Before going to Mexico City, a friend reminded me to get a bottle of tequila from its birthland. This friend, like most regular drinkers, regards tequila the national tipple of Mexico. But lesser known to them is the rustic, smokier cousin called the mezcal that has taken Mexican city dwellers by the storm in recent years.

Mezcal traces back to the Hispanic period when native agave plant met Spanish’s age-old distillation know-how. But the drink had been considered a poor man’s quaff produced in backward villages. It was also deemed too potent and unrefined for hotels’ liquor menu. Today, because the Mexican government granted it the appellation of origin in the mid 1990s, and the new appreciation for handcrafted, small-batch products, mezcal can stand on its own merits. Along any hip and trendy boulevards in the capital, one can easily spot a bar that specializes in mezcal.

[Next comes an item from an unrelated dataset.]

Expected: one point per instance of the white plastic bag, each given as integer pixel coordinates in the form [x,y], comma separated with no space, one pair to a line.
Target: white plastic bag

I found El Palenquito in an Art Nouveau neighborhood called Colonia Roma, the place to live for famous artists and politicians up until the 1940s. The bar wears a rustic tavern look with dangling roof tiles, 100-year-old adobes, and a massive stone wheel used to crash harvested agave. Its owner, Aláu Ibarra Espriu, owns three mezcal bars in the city, but only El Palenquito devotes its entire menu to one producer.